America’s transmission network is remarkable – the National Academy of Engineering recently ranked it as the 20th century’s greatest engineering achievement[1] – but it’s far from perfect, and improving it would certainly make meeting carbon goals much easier. America has enough wind and solar to accomplish this many times over, but the best resources are concentrated in very sunny and very windy places far from where most people prefer to live.  Our transmission network, built piecemeal over decades around cities and towns and the power plants that serve them, is ill-suited for the renewable-powered system we need for the future.  It doesn’t reach the best resources, and it’s too fragmented to share and balance variable and diverse renewables over large regions.

What renewable and conventional generation do have in common is economies of scale.  Utility-scale solar photovoltaic (PV) systems cost $1.69 per watt – less than half the $3.74 per watt for residential systems.[2]  Small scale wind turbines (100 kW or less) cost more than four times as much per unit of installed capacity as larger ones.[3]

The enormous economic advantage of large scale renewable facilities in prime locations is a primary reason why states are using “transmission first” strategies to achieve renewable energy goals.  States also know that transmission projects take much longer to design, permit, and build than wind and solar plants: ten years or more versus about two years.  Speeding up transmission expansions and upgrades is usually the best way to deploy inexpensive renewable resources quickly and at scale.  Texas identified Competitive Renewable Energy Zones (CREZ), the best areas for wind generation, and built 3,600 circuit miles of new and upgraded transmission lines to deliver the energy to consumers.[4]   The CREZ lines catapulted Texas to number one in installed wind capacity with 12,976 MW – more than twice as much as California (5,832 MW) in second place, and more than one fifth of the U.S. total (62,300).[5]  California, home to about half of the nation’s solar PV capacity, established its Renewable Energy Transmission Initiative to identify more than $15.7 billion in transmission projects needed to meet the state’s ambitious renewable portfolio standard (33 percent by 2020).

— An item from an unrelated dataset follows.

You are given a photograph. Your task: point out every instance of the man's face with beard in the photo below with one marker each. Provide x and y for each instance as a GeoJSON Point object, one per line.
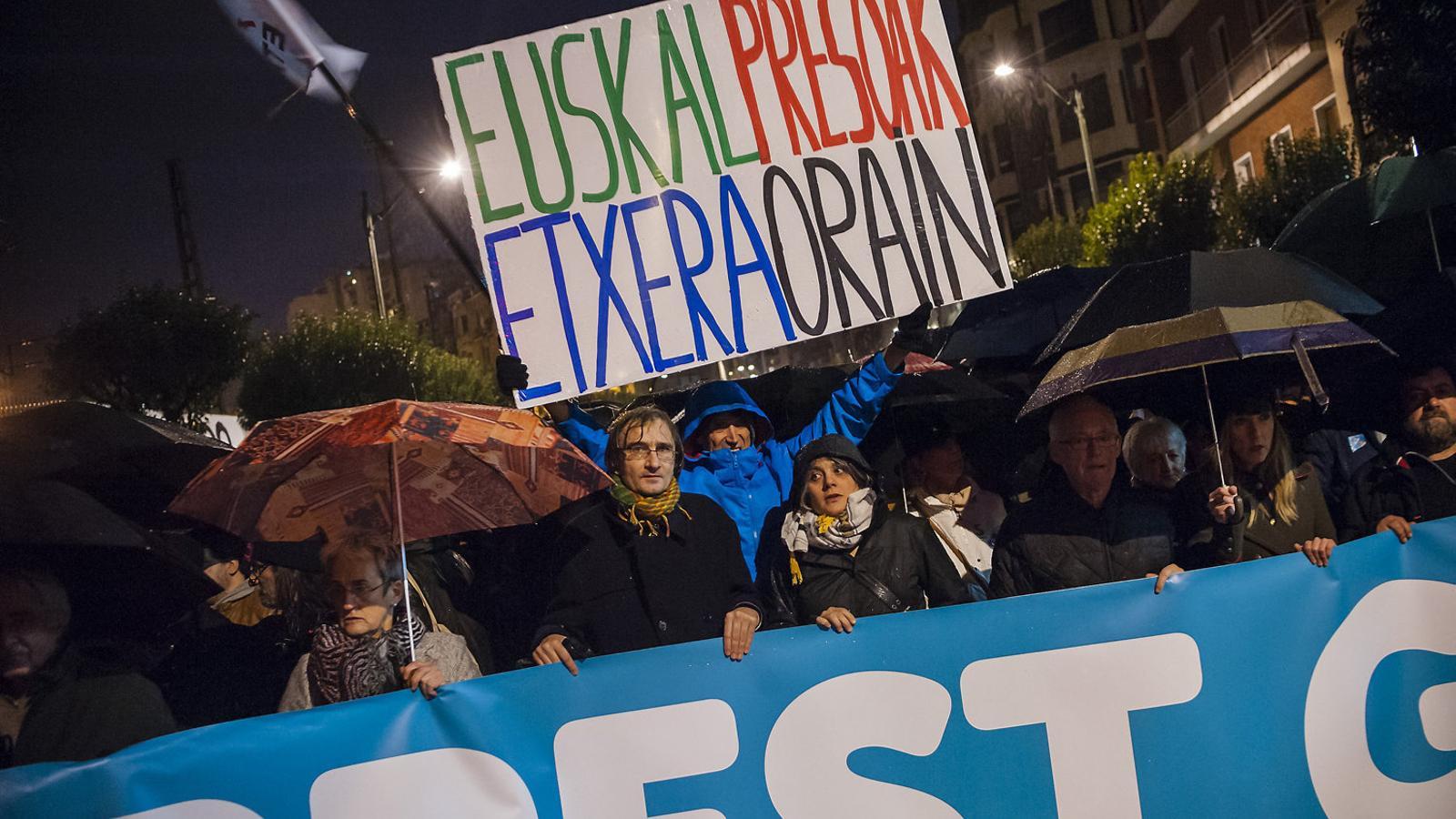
{"type": "Point", "coordinates": [1429, 404]}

The billion-dollar price tags of high-voltage projects are only one side of the transmission story.  At just 11%, transmission is the smallest part of the average consumer’s bill, far less than the 58% for generation and 31% for distribution.[6]  Transmission investments consistently save money for customers by relieving congestion, fostering competition, and increasing access for renewable resources immune to fuel price volatility.  The Midcontinent Independent System Operator (MISO) is developing seventeen 345 kV transmission lines across nine states over the next five years at a cost of $5.2 billion, largely to relieve congestion and help states meet renewable energy goals.  MISO estimates that the lines will generate net economic benefits of $13.1 to $49.6 billion over the next 20 to 40 years, enable 43 million MWh of wind generation, and reduce annual carbon emissions by 9 to 15 million in 2028.[7]

America has the resources and technology to achieve even the most ambitious climate goals at reasonable cost – perhaps even with net economic benefits – the only thing missing is the infrastructure to unlock them.  Our best and most abundant zero carbon resources cannot be developed or delivered to customers without a more robust and better integrated transmission system.  By requiring states to work with transmission planners, giving states credit for expansions and upgrades, and providing states with incentives and technical guidance, EPA would help states to develop more holistic, cost-effective, and equitable approaches to reducing carbon emissions, and more importantly, place us on the path toward a truly workable climate solution.

 

Bill White is a Senior Advisor at Americans for a Clean Energy Grid and the President of Norton White Energy

 

[1] National Academy of Engineering, Greatest Engineering Achievements of the 20th Century, 2000.

[2] Modeled turnkey pricing for installed solar photovoltaic systems, by sector, Q2, 2014.  U.S. Solar Market Insight: Q2, 2014, Solar Energy Industries Association, September, 2014.

[3] Ibid.

[4] CREZ Transmission Program Information Center, Public Utility Commission of Texas, 2014.

[5] U.S. Wind Industry Third Quarter 2014 Market Report: AWEA Public Version, American Wind Energy Association, October, 2014.

[6] U.S. Energy Information Administration, Annual Energy Outlook 2012, Reference Case, Table 8: Electrical Supply, Disposition, Prices, and Emissions.

[7] MTEP14 MVP Triennial Review: A review of the public policy, economic, and qualitative benefits of the Multi-Value Project Portfolio, Midcontinent Independent System Operator, September, 2014.